The CDATA Attribute Type
As you've already seen, the CDATA data type stands for character data. Unlike parsed character data (PCDATA), which is assumed to have already been parsed, the character data in attribute values is read and parsed by the XML processor. Among other things, that means that you should avoid using the characters <, ", and & in CDATA attribute values because those characters look like markup. If you want to use those characters, you should use their predefined entity references (<, ", and &) instead because these entity references will be parsed and replaced with the corresponding characters.
You've already been using CDATA attributes, the most basic type of attributes, in examples, such as this one:
<?xml version = "1.0" encoding="UTF-8" standalone="yes"?> <!DOCTYPE document [ <!ELEMENT document (employee)*> <!ELEMENT employee (name, hiredate, projects)> <!ELEMENT name (lastname, firstname)> <!ELEMENT lastname (#PCDATA)> <!ELEMENT firstname (#PCDATA)> <!ELEMENT hiredate (#PCDATA)> <!ELEMENT projects (project)*> <!ELEMENT project (product, id, price)> <!ELEMENT product (#PCDATA)> <!ELEMENT id (#PCDATA)> <!ELEMENT price (#PCDATA)> <!ATTLIST employee supervisor CDATA #IMPLIED> ]> <document> <employee supervisor="no"> <name> <lastname>Kelly</lastname> <firstname>Grace</firstname> </name> . . . </document>
The CDATA type is the most general type of attribute. From this point on, however, you'll get into increasingly more specific types.
Enumerated Types
An attribute enumeration is just a list of possible values that an attribute can take. Each possible value must be a valid XML name. In the following example, the supervisor attribute has two possible values—"yes" and "no"—and a default value of "no":
<?xml version = "1.0" encoding="UTF-8" standalone="yes"?> <!DOCTYPE document [ <!ELEMENT document (employee)*> <!ELEMENT employee (name, hiredate, projects)> <!ELEMENT name (lastname, firstname)> <!ELEMENT lastname (#PCDATA)> <!ELEMENT firstname (#PCDATA)> <!ELEMENT hiredate (#PCDATA)> <!ELEMENT projects (project)*> <!ELEMENT project (product, id, price)> <!ELEMENT product (#PCDATA)> <!ELEMENT id (#PCDATA)> <!ELEMENT price (#PCDATA)> <!ATTLIST employee supervisor (yes | no) "no"> ]> <document> <employee supervisor="no"> <name> <lastname>Kelly</lastname> <firstname>Grace</firstname> </name> <hiredate>October 15, 2005</hiredate> </employee> . . . </document>
Using an enumeration is a good choice if you want to restrict an attribute to a set of allowed values. For example, if you have an attribute named month, you might want to allow only values such as "January", "February", "March", "April", and so on.

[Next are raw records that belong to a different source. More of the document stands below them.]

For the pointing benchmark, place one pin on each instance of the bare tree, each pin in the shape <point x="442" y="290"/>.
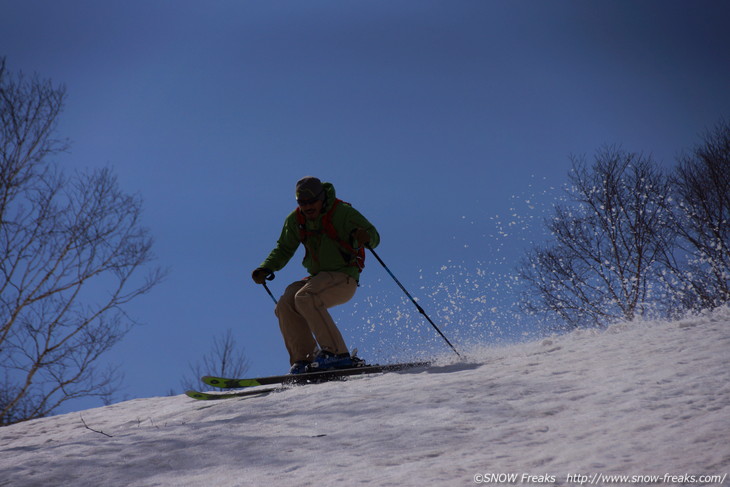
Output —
<point x="700" y="262"/>
<point x="71" y="249"/>
<point x="225" y="359"/>
<point x="603" y="264"/>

The NMTOKEN Attribute Type
The attribute type NMTOKEN stands for name token, and it lets you assign to an attribute any value made up of legal XML name characters. Attributes of this type can only take values that are made up of characters that can be used in legal XML names (this excludes the restrictions that beginning characters in names must obey, such as no numbers, periods, and so on). For example, in XML 1.0, NMTOKEN characters are letters, digits, hyphens, underscores, colons, and periods. (Note that NMTOKEN characters cannot include whitespace.) In XML 1.1, the characters are the same as in XML 1.0, except for the differences in the characters that are considered legal, as discussed on Day 2, "Creating XML Documents."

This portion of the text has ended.